Fujitsu
Breaking the H&S training mould to reach 45,000 global colleagues
Understanding occupational health and safety can make a life-or-death difference, but that’s not enough to make it compelling.
So how could we create the right conditions for health and safety training to cut through, embed with our audience, and change their understanding and actions?
Our approach
Our game-based approach lands us in a world of OHS challenges, where an avatar version of the Head of International Health and Safety welcomes us and sets the scene, before players arrive in Safety Awareness World.
Designed to feel familiar, we created virtual buildings users will know as the places they work, based on real Fujitsu offices around the world. Everyday occupational hazards, such working at height, exposure to dangerous levels of noise, driving long distances, or knowing how to deal with trip hazards will also resonate with players who constantly make safety-related decisions on issues just like these.
What we created
In each space, an avatar-colleague waits to discuss their workspace and talk about the hazards and mitigating action they take to avoid accidents.
Touring the virtual world players gather insights and examples of occupational health and safety in action, our avatars giving a personal spin on things to help the stories connect.
“Feedback so far has been really positive. It’s so vital people engage – the impact of not fully understanding risk or how to mitigate it could be very real on colleagues, our customers and our business. Finding a way to achieve the reach that we have is thanks to a creative approach – it might not seem the kind of topic that lends itself to play, but that’s exactly why it needed to be engaging, and different.”
Simon Head, Head of International Occupational Health and Safety
After exploring all the settings, a summary video gives them a brief reminder of key principles before they switch to test mode.
They face a number of challenges and must identify the best, safest course of action. As they move through the tests, their risk rating changes, reflecting their progress and helping orientation. Finally, they are ranked as a Risk Maker, Risk Taker, Risk Manager or Risk Master, with players having to achieve the top two ranks to pass and complete.
How it landed
Delivered in 10 languages, including Chinese and Japanese, this programme is designed to reach 45,000 people across Fujitsu’s global workforce.

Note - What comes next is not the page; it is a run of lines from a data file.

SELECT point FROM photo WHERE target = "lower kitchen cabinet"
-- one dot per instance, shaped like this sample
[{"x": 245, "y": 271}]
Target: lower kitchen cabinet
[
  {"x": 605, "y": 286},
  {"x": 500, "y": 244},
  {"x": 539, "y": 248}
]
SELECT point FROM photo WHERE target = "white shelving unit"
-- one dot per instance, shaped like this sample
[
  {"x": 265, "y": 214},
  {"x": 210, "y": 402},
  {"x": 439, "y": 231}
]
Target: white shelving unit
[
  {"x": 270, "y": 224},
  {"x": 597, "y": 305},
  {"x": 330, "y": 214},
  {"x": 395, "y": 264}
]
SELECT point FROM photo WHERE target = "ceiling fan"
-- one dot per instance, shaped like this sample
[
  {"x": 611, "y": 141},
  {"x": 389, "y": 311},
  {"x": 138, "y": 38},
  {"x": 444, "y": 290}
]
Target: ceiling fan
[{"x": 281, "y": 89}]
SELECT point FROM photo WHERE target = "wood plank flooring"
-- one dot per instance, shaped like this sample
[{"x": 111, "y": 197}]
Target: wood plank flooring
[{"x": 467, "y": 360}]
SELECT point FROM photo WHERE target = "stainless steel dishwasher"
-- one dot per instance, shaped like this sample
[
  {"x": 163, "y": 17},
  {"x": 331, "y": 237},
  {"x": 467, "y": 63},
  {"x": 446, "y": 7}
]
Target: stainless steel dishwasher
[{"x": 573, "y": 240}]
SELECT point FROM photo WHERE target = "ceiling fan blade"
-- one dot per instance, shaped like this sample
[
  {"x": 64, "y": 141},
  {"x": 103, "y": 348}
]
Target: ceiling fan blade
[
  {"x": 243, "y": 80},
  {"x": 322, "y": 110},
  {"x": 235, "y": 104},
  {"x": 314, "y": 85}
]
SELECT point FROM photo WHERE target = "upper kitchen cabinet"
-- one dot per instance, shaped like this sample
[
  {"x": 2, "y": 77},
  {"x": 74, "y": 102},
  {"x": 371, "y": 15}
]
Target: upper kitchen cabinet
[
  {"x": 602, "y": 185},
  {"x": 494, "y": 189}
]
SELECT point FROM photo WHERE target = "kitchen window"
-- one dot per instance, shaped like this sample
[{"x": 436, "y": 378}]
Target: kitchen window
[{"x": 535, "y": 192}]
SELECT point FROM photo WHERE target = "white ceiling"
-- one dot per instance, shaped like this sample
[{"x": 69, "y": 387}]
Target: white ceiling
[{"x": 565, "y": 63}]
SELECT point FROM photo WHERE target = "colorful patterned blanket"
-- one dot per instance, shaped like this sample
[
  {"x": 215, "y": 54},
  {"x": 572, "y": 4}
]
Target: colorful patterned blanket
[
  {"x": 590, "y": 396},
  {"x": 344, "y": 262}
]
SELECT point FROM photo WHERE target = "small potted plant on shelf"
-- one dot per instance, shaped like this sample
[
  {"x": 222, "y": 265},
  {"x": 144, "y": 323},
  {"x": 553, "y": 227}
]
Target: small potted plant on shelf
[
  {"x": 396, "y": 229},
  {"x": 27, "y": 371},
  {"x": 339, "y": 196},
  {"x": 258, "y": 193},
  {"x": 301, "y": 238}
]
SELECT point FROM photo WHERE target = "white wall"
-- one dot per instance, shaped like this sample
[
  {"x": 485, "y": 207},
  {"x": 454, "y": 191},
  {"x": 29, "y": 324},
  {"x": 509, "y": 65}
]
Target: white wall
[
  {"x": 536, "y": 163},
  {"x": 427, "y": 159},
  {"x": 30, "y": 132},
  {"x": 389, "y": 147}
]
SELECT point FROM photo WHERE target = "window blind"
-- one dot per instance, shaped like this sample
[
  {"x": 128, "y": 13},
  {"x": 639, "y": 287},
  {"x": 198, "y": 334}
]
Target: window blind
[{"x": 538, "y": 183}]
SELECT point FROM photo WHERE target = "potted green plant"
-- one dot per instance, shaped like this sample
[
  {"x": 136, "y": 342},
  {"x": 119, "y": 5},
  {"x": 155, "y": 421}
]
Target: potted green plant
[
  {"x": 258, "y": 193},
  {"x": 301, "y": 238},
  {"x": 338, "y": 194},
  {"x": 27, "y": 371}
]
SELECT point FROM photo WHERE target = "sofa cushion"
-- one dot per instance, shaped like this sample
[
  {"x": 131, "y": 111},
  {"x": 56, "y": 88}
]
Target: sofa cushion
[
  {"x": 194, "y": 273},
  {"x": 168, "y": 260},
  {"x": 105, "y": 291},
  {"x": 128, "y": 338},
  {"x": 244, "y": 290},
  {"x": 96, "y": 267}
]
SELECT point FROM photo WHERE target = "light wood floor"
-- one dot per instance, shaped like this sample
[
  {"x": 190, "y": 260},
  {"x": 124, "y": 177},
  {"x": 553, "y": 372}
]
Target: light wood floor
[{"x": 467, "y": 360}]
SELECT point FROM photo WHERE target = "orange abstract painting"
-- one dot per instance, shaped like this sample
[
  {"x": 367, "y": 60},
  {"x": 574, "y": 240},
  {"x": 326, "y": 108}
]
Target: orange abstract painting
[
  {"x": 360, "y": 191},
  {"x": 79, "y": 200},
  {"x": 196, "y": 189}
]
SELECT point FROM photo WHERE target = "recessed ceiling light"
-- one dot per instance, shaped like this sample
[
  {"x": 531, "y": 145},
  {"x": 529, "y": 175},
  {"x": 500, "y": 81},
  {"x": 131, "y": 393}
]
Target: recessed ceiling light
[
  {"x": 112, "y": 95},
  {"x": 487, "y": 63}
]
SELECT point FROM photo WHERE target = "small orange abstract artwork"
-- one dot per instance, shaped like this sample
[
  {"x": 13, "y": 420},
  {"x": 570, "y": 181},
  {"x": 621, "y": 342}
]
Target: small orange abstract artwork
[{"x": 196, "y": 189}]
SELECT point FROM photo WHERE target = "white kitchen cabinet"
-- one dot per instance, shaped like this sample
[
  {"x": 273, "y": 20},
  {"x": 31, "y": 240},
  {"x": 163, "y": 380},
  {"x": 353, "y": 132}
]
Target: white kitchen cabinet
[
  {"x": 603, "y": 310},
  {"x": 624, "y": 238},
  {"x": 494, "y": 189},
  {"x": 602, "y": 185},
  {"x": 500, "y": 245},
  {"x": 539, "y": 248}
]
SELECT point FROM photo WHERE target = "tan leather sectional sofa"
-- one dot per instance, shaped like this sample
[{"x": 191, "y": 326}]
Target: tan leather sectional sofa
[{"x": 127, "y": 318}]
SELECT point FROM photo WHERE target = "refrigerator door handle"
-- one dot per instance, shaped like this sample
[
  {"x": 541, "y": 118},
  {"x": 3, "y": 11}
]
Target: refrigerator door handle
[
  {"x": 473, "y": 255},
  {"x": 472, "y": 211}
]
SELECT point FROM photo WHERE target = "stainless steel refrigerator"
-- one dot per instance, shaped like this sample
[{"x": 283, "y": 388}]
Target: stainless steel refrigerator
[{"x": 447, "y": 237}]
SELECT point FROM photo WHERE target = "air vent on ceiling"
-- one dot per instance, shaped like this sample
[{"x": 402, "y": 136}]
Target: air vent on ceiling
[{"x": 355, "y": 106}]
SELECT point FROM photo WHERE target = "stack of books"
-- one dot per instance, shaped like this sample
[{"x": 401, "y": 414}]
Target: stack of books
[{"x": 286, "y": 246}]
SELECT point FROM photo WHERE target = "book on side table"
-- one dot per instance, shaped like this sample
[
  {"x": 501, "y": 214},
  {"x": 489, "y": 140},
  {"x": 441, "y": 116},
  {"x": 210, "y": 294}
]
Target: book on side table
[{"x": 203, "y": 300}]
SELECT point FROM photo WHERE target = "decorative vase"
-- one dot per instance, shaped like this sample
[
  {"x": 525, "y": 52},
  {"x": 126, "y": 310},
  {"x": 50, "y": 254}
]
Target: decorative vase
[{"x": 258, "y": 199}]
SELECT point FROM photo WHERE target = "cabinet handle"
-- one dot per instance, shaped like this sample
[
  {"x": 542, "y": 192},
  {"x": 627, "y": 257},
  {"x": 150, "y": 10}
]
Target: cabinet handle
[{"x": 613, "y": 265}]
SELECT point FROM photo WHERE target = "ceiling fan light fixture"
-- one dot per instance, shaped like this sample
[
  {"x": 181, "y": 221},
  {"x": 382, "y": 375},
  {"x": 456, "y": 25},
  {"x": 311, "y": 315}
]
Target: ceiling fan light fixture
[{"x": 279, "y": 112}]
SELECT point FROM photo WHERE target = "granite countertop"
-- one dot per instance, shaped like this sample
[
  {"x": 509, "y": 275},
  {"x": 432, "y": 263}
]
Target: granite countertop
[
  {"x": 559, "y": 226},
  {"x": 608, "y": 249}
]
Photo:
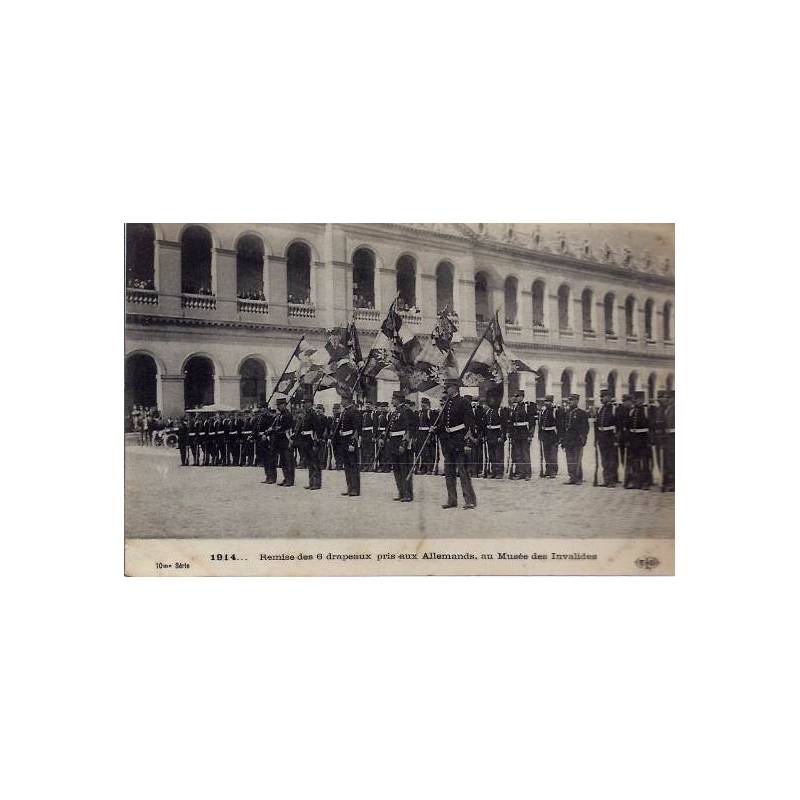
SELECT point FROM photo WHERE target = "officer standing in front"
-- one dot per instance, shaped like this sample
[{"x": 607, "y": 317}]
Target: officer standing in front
[
  {"x": 348, "y": 434},
  {"x": 573, "y": 440},
  {"x": 456, "y": 426}
]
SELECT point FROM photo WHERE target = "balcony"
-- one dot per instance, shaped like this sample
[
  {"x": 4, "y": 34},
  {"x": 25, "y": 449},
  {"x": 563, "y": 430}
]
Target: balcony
[
  {"x": 302, "y": 310},
  {"x": 199, "y": 301},
  {"x": 366, "y": 314},
  {"x": 143, "y": 296},
  {"x": 246, "y": 306}
]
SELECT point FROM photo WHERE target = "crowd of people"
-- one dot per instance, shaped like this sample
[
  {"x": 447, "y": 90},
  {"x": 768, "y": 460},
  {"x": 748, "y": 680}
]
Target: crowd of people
[{"x": 466, "y": 438}]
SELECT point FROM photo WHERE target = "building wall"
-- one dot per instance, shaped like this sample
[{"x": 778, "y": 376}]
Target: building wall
[{"x": 171, "y": 327}]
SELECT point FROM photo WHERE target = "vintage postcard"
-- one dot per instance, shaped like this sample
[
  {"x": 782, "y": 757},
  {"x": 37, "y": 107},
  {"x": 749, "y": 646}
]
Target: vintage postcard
[{"x": 399, "y": 399}]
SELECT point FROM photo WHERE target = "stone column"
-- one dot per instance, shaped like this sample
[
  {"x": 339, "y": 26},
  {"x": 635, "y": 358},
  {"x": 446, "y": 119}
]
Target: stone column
[
  {"x": 168, "y": 277},
  {"x": 170, "y": 395}
]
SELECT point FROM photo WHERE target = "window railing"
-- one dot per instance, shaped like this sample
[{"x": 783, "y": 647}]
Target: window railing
[
  {"x": 198, "y": 301},
  {"x": 305, "y": 310},
  {"x": 248, "y": 306},
  {"x": 146, "y": 296}
]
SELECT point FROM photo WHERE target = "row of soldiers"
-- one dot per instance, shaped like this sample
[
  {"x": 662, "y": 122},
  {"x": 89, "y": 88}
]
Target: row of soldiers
[{"x": 629, "y": 434}]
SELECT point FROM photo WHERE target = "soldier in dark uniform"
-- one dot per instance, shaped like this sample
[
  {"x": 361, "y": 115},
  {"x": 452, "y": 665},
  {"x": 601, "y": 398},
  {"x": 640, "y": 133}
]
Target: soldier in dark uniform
[
  {"x": 573, "y": 440},
  {"x": 183, "y": 441},
  {"x": 348, "y": 434},
  {"x": 425, "y": 444},
  {"x": 283, "y": 442},
  {"x": 265, "y": 444},
  {"x": 548, "y": 436},
  {"x": 311, "y": 433},
  {"x": 495, "y": 427},
  {"x": 668, "y": 448},
  {"x": 639, "y": 436},
  {"x": 607, "y": 435},
  {"x": 456, "y": 426},
  {"x": 367, "y": 437},
  {"x": 521, "y": 428},
  {"x": 399, "y": 446},
  {"x": 382, "y": 462}
]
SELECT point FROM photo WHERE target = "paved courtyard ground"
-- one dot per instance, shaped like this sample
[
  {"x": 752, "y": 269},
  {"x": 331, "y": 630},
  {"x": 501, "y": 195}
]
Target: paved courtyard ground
[{"x": 166, "y": 500}]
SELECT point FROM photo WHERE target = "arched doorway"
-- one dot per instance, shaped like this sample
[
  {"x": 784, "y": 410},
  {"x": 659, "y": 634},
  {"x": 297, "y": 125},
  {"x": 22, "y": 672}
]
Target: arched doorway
[
  {"x": 482, "y": 310},
  {"x": 444, "y": 286},
  {"x": 538, "y": 294},
  {"x": 252, "y": 383},
  {"x": 566, "y": 384},
  {"x": 141, "y": 382},
  {"x": 250, "y": 268},
  {"x": 140, "y": 255},
  {"x": 298, "y": 274},
  {"x": 407, "y": 282},
  {"x": 196, "y": 261},
  {"x": 198, "y": 383},
  {"x": 510, "y": 297},
  {"x": 363, "y": 278}
]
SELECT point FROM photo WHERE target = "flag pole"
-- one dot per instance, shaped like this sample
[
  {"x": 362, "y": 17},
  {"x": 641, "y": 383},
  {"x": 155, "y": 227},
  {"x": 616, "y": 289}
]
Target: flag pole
[{"x": 294, "y": 353}]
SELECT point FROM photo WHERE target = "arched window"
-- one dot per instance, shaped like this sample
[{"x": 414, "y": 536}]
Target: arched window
[
  {"x": 586, "y": 310},
  {"x": 608, "y": 311},
  {"x": 630, "y": 315},
  {"x": 140, "y": 240},
  {"x": 668, "y": 321},
  {"x": 563, "y": 307},
  {"x": 537, "y": 292},
  {"x": 363, "y": 278},
  {"x": 196, "y": 261},
  {"x": 298, "y": 274},
  {"x": 444, "y": 286},
  {"x": 250, "y": 268},
  {"x": 407, "y": 282},
  {"x": 141, "y": 382},
  {"x": 611, "y": 383},
  {"x": 482, "y": 310},
  {"x": 541, "y": 383},
  {"x": 648, "y": 319},
  {"x": 589, "y": 382},
  {"x": 252, "y": 382},
  {"x": 566, "y": 384},
  {"x": 510, "y": 293},
  {"x": 198, "y": 384}
]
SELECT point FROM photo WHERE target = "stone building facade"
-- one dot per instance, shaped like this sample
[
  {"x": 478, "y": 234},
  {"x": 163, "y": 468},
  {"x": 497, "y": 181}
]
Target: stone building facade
[{"x": 213, "y": 311}]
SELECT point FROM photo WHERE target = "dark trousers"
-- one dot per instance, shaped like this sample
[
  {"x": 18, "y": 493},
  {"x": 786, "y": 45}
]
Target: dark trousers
[
  {"x": 454, "y": 465},
  {"x": 497, "y": 454},
  {"x": 575, "y": 463},
  {"x": 312, "y": 456},
  {"x": 521, "y": 454},
  {"x": 352, "y": 473},
  {"x": 401, "y": 466},
  {"x": 367, "y": 453},
  {"x": 286, "y": 457},
  {"x": 610, "y": 462}
]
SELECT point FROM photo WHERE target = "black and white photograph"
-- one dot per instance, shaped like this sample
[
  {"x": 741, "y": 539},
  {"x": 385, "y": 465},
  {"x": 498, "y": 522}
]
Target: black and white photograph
[{"x": 507, "y": 385}]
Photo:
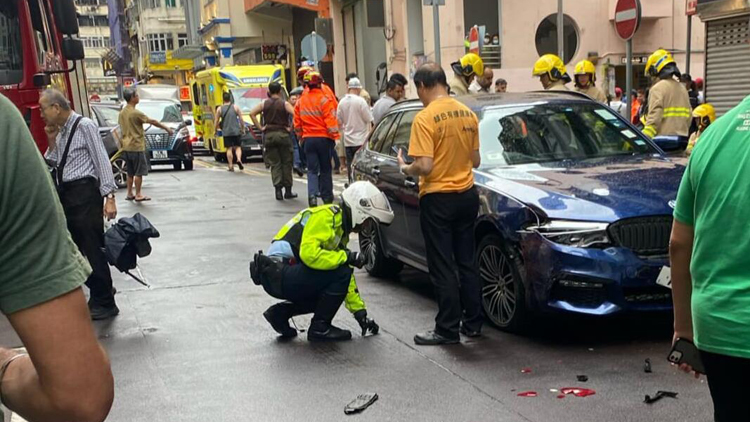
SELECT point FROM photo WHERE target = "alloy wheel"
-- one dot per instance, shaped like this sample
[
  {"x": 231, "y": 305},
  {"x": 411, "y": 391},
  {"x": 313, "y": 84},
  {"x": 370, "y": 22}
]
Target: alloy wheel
[{"x": 498, "y": 286}]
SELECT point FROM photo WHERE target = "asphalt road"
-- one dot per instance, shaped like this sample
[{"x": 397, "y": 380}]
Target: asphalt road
[{"x": 195, "y": 347}]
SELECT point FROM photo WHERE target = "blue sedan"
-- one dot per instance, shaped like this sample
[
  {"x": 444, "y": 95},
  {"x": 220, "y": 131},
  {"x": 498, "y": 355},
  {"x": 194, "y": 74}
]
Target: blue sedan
[{"x": 575, "y": 215}]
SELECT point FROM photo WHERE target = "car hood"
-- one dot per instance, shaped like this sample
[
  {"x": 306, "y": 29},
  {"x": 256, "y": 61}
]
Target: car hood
[{"x": 603, "y": 190}]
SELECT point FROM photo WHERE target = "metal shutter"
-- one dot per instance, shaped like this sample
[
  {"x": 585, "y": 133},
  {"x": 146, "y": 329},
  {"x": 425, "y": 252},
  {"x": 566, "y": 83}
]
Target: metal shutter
[{"x": 727, "y": 62}]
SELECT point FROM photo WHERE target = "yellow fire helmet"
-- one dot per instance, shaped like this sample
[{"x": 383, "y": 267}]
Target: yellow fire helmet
[
  {"x": 586, "y": 67},
  {"x": 551, "y": 65},
  {"x": 470, "y": 64},
  {"x": 657, "y": 61},
  {"x": 703, "y": 111}
]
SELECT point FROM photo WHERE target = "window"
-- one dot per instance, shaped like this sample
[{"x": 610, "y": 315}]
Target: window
[
  {"x": 403, "y": 133},
  {"x": 181, "y": 40},
  {"x": 11, "y": 54},
  {"x": 160, "y": 42},
  {"x": 546, "y": 37},
  {"x": 547, "y": 133}
]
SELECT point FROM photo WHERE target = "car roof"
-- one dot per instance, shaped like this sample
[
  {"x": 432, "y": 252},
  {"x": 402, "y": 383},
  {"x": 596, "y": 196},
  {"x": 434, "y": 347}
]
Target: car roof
[{"x": 481, "y": 101}]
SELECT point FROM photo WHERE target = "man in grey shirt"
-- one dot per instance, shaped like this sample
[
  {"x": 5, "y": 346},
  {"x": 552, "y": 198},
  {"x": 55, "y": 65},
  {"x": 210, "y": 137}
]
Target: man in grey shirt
[{"x": 393, "y": 94}]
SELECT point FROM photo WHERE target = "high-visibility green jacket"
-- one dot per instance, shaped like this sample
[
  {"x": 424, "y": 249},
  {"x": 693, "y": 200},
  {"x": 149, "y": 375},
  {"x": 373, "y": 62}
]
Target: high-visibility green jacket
[{"x": 318, "y": 240}]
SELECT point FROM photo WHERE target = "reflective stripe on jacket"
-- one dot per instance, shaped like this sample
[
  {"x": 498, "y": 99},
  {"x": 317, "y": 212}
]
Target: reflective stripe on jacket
[
  {"x": 668, "y": 110},
  {"x": 318, "y": 240}
]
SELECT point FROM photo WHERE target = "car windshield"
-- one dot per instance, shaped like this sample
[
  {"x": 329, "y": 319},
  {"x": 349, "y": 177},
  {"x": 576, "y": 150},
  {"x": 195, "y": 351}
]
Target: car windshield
[
  {"x": 247, "y": 98},
  {"x": 108, "y": 115},
  {"x": 163, "y": 111},
  {"x": 536, "y": 133}
]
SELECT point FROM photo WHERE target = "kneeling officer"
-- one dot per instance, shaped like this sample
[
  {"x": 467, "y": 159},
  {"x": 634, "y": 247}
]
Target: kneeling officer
[{"x": 309, "y": 266}]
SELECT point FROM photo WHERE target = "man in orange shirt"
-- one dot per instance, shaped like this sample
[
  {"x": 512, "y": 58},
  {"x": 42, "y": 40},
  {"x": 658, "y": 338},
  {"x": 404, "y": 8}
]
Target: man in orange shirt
[
  {"x": 317, "y": 126},
  {"x": 445, "y": 145}
]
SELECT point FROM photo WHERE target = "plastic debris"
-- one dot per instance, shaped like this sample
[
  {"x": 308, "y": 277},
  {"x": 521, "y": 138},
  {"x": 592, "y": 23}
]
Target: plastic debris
[
  {"x": 578, "y": 392},
  {"x": 659, "y": 395}
]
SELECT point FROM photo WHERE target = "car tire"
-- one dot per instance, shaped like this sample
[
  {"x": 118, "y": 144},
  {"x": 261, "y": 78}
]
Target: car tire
[
  {"x": 503, "y": 293},
  {"x": 119, "y": 171},
  {"x": 378, "y": 264}
]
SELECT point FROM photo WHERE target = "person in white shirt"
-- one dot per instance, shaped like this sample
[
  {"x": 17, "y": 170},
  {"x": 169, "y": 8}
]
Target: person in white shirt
[{"x": 355, "y": 120}]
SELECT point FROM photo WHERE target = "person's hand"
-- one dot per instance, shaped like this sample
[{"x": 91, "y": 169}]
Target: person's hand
[
  {"x": 355, "y": 259},
  {"x": 365, "y": 323},
  {"x": 110, "y": 209}
]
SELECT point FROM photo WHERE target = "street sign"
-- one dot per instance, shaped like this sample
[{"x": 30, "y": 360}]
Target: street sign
[{"x": 627, "y": 18}]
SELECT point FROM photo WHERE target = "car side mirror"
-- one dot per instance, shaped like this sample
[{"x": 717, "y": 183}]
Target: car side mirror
[{"x": 73, "y": 49}]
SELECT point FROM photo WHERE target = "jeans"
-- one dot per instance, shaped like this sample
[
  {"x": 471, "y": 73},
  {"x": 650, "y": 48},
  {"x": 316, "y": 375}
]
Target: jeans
[
  {"x": 447, "y": 221},
  {"x": 726, "y": 376},
  {"x": 84, "y": 207},
  {"x": 319, "y": 178}
]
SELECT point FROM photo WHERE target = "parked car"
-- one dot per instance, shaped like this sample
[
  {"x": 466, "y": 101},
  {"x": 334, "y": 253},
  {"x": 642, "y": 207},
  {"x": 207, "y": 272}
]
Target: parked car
[
  {"x": 576, "y": 207},
  {"x": 106, "y": 116}
]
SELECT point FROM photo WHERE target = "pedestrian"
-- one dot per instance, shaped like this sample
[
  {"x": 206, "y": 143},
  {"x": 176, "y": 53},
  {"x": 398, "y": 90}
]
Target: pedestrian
[
  {"x": 86, "y": 188},
  {"x": 445, "y": 146},
  {"x": 300, "y": 161},
  {"x": 131, "y": 121},
  {"x": 709, "y": 252},
  {"x": 363, "y": 93},
  {"x": 617, "y": 104},
  {"x": 310, "y": 268},
  {"x": 279, "y": 151},
  {"x": 501, "y": 85},
  {"x": 63, "y": 373},
  {"x": 316, "y": 124},
  {"x": 355, "y": 120},
  {"x": 585, "y": 81},
  {"x": 394, "y": 92},
  {"x": 228, "y": 117},
  {"x": 483, "y": 84},
  {"x": 465, "y": 70},
  {"x": 668, "y": 114}
]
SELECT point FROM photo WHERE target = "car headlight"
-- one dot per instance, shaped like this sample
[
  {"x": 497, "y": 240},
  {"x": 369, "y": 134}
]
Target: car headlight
[{"x": 580, "y": 234}]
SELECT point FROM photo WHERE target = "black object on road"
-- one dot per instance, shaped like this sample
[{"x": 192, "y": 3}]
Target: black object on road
[
  {"x": 362, "y": 402},
  {"x": 659, "y": 395},
  {"x": 127, "y": 240}
]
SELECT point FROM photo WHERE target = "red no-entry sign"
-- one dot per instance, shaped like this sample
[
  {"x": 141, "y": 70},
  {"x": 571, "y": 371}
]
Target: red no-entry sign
[{"x": 627, "y": 18}]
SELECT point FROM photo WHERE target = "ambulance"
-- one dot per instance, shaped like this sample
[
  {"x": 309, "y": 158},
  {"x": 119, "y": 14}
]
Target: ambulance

Launched in 2022 and updated for 2024, engagement has reached 93% within three months and over 55% of those having achieved ‘Risk Master’ status.
“Little touches like designing the city using actual Fujitsu buildings make a real difference – the moment they arrive we’re grounding the game in something that feels real and relatable. It helps people to connect to the content. And the scoring mechanism is increasing participation, with colleagues competing and replaying to improve their scores!”